When It is Required as a First Step
Many contracts now require both parties to engage in mediation and/or arbitration before, or in many cases instead of, any other legal actions. When these documents require proceedings to take place in Pennsylvania, then Bucks County alternate dispute resolution practitioners can help would-be litigants come to a settlement or a compromise. The reasons for including an arbitration clause usually revolve around cost, although some companies also use it to limit the possibility of class action lawsuits which can be costly for defendants while providing relatively small settlements for any plaintiffs.
An Equal and Fair Hearing through Alternative Dispute Resolution
Some of the more prominent examples of arbitration occur in sports, and most recently in Major League Baseball. National League Most Valuable Player Ryan Braun avoided a suspension based on a reportedly positive performance-enhancing drug test in October of 2011 thanks to alternative dispute resolution.
MLB arbitrator Shyam Das noted irregularities in the collection and transportation of Braun’s test sample compared to guidelines negotiated between the league and the player’s union. While Braun is now serving a suspension for an unrelated league violation, both the league and the player knew that both sides would be fairly judged by Das.
Players on rookie contracts may also go into arbitration to set future salaries near the end of their agreement with a team.

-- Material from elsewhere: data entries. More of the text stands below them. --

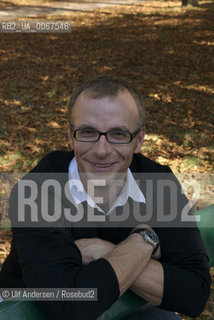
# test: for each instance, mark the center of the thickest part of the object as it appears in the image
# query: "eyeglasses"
(112, 136)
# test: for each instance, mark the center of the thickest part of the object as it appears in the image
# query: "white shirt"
(130, 189)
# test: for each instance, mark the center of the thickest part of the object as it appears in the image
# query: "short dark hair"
(104, 86)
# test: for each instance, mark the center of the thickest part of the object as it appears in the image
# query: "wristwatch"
(149, 237)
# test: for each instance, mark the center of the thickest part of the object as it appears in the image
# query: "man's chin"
(105, 178)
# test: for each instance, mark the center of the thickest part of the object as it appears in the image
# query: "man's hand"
(93, 248)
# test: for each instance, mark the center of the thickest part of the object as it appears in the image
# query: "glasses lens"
(119, 136)
(87, 135)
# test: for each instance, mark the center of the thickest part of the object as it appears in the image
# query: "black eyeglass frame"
(102, 133)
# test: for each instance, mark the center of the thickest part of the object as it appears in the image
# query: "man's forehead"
(116, 110)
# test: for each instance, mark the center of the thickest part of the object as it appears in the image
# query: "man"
(167, 267)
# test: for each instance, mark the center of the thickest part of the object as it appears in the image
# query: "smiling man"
(167, 266)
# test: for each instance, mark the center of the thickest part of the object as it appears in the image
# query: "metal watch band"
(155, 246)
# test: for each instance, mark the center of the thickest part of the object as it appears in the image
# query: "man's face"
(101, 159)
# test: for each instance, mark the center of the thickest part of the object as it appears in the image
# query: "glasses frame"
(104, 133)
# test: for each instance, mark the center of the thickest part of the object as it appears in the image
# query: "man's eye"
(87, 133)
(118, 134)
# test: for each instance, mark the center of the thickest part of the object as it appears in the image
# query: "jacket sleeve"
(49, 258)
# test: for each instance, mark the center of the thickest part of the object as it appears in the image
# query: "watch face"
(150, 237)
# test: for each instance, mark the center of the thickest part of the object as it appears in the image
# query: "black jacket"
(48, 258)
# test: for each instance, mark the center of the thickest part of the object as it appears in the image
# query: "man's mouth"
(102, 165)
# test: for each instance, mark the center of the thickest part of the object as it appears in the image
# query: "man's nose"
(102, 147)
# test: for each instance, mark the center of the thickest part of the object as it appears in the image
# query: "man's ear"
(140, 139)
(70, 139)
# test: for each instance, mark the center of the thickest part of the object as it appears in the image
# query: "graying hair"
(108, 86)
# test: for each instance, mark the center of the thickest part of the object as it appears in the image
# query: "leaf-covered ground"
(165, 50)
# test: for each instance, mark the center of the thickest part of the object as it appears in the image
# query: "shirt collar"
(130, 189)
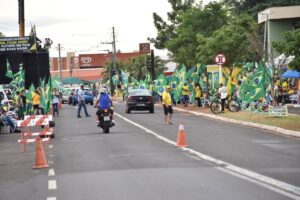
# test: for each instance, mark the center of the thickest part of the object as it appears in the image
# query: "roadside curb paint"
(251, 124)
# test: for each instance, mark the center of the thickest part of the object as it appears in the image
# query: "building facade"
(86, 66)
(277, 20)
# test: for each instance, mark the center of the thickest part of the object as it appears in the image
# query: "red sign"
(220, 59)
(144, 47)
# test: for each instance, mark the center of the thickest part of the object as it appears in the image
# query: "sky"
(83, 26)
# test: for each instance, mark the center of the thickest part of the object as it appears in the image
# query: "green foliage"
(165, 30)
(136, 67)
(233, 40)
(180, 40)
(290, 47)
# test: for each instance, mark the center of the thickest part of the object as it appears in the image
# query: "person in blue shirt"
(104, 102)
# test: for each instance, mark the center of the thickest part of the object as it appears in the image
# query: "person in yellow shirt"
(36, 100)
(198, 94)
(185, 94)
(167, 105)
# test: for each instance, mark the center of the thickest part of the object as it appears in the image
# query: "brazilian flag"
(9, 72)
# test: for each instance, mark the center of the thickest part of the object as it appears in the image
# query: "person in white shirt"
(55, 104)
(81, 102)
(223, 94)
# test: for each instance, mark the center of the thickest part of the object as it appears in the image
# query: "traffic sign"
(220, 59)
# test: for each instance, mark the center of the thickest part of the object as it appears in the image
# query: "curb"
(251, 124)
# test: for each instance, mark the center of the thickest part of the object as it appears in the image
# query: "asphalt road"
(138, 160)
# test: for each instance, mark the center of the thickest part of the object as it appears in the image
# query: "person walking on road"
(223, 94)
(36, 101)
(81, 102)
(185, 93)
(167, 105)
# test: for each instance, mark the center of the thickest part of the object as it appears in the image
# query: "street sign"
(220, 59)
(15, 44)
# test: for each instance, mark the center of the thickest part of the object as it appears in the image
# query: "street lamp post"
(59, 62)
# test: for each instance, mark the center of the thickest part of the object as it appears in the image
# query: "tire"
(234, 106)
(106, 130)
(151, 110)
(216, 107)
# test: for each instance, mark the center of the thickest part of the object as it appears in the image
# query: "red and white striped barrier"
(35, 120)
(22, 141)
(45, 133)
(31, 121)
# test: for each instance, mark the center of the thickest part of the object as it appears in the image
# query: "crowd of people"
(23, 104)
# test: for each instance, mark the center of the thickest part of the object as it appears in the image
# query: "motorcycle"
(105, 120)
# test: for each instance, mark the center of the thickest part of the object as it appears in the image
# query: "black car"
(139, 99)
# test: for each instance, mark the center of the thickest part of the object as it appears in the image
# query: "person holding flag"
(167, 105)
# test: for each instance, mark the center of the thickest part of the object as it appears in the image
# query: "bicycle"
(231, 103)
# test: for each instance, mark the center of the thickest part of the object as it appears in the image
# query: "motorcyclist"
(104, 102)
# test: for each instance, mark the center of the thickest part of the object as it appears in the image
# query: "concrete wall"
(276, 31)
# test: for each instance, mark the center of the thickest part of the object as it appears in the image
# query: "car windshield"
(139, 92)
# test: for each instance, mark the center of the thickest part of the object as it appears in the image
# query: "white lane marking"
(52, 185)
(51, 172)
(275, 189)
(258, 177)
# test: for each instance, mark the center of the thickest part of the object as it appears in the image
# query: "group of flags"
(46, 89)
(253, 88)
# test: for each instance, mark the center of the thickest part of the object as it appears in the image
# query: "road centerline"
(258, 178)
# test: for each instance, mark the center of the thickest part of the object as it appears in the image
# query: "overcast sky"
(83, 25)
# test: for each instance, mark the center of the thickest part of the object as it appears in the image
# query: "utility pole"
(114, 60)
(59, 63)
(21, 18)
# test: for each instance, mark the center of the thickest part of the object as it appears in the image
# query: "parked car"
(88, 97)
(139, 99)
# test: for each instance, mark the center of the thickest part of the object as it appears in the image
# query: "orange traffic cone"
(40, 158)
(181, 142)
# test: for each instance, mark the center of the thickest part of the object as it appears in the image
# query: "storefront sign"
(15, 44)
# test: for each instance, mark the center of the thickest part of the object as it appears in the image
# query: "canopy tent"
(291, 74)
(74, 80)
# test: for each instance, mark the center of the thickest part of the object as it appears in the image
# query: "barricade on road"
(35, 121)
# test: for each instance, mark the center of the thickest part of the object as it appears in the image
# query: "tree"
(290, 47)
(179, 37)
(235, 40)
(165, 30)
(194, 21)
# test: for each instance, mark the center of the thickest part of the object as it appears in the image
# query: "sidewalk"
(245, 118)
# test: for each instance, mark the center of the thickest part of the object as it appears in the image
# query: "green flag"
(159, 84)
(142, 85)
(30, 92)
(9, 72)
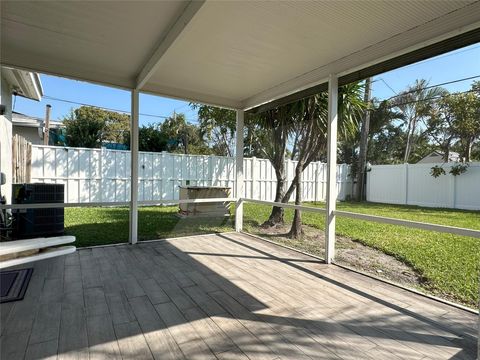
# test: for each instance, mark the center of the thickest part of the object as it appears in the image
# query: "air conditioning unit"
(32, 223)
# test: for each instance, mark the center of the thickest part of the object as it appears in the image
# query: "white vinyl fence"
(101, 175)
(413, 185)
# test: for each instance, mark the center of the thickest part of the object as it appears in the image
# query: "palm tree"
(312, 134)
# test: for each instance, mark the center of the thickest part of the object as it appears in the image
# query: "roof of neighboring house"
(23, 120)
(24, 83)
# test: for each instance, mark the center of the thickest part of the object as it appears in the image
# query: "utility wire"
(382, 80)
(432, 86)
(431, 98)
(109, 109)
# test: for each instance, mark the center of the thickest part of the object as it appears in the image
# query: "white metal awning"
(236, 54)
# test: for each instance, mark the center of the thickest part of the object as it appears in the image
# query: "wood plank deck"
(224, 296)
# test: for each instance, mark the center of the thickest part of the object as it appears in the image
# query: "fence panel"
(412, 184)
(101, 175)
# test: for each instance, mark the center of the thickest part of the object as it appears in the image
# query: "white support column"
(331, 168)
(239, 184)
(133, 228)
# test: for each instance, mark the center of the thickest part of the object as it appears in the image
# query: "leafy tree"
(312, 130)
(217, 127)
(150, 138)
(455, 123)
(415, 103)
(83, 131)
(89, 126)
(183, 137)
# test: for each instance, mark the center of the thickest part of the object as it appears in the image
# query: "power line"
(109, 109)
(432, 98)
(432, 86)
(382, 80)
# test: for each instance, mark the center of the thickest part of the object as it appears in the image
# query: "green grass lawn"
(449, 263)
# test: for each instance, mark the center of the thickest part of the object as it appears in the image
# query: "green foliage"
(437, 170)
(459, 169)
(89, 126)
(84, 131)
(151, 139)
(217, 128)
(183, 137)
(415, 103)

However, one does not need to be a high-paid athlete to gain help with a matter headed to arbitration . Experienced attorneys with training in alternative dispute resolution can provide the same balanced approach regardless of the publicity regarding a contract, including those negotiated between companies in the Delaware Valley.
ADR Considerations: Confidentiality, Cost and the Clock
By avoiding a costly court battle, parties can save a substantial amount of money and time on expert witnesses, pre-trial motions and the other parts of building a case that may not end in their favor after all.
Numerous state court systems agree that another key benefit is confidentiality. Once documents are entered into the courts record, they may be available to the public absent any protection from the court. Business intelligence including pricing for products and services, contract clauses for non-compete and non-disclosure may also be available to anyone regardless of the parties’ desire to keep internal documentation private.
Since the process is simplified, it also ends much more quickly, often occurring in just over a year versus up to three years according to recent studies of the results and process of arbitration. Much of that comes with the flexibility of arbitrators and mediators who may not be bound by rules of evidence and procedures or protracted hearings.
The Supreme Court and Arbitrage Finality
If an arbitrator says they reviewed the contracts between two parties, the Supreme Court ruled that his or her decisions regarding dispute resolutions are final, according to the majority opinion in Oxford Health Plans, LLC v. Sutter. This continues legal precedents affording outside mediators the final say in making progress after any negotiating impasses.
While some consumer protection activists worry about the use of arbitration, especially on a class-wide basis for large companies, the Court’s decision in AT&T Mobility v. Concepcion also points to benefits for parties who opt to avoid trials and lawsuits.
One of those benefits is that alternative dispute resolution can simulate certain portions of a trial and use outside analysts to provide an unbiased estimate of the likely legal outcome based on the facts of the case. Trying to avoid costly rounds of appeals and years in the court room is a great motivator for a compromise that is likely to benefit both sides.
There are complaints, by consumers especially, that they may not get a fair hearing if they or a company are considering alternative dispute resolution. That can be readily mitigated by deciding on an arbitrator with a proven record of providing a fair hearing to parties on both sides.
The other important step is to ensure that one’s contract, whether as part of a business or as a consumer, provides for the protections that one wants. Since an arbitrator is bound by these legal documents, it is important to review them for any potential pitfalls moving forward.
Regardless of where your case is in the legal process and even if there is no requirement for alternative dispute resolution, parties can always agree to engage in alternative dispute resolution rather than continue with costly and time consuming litigation.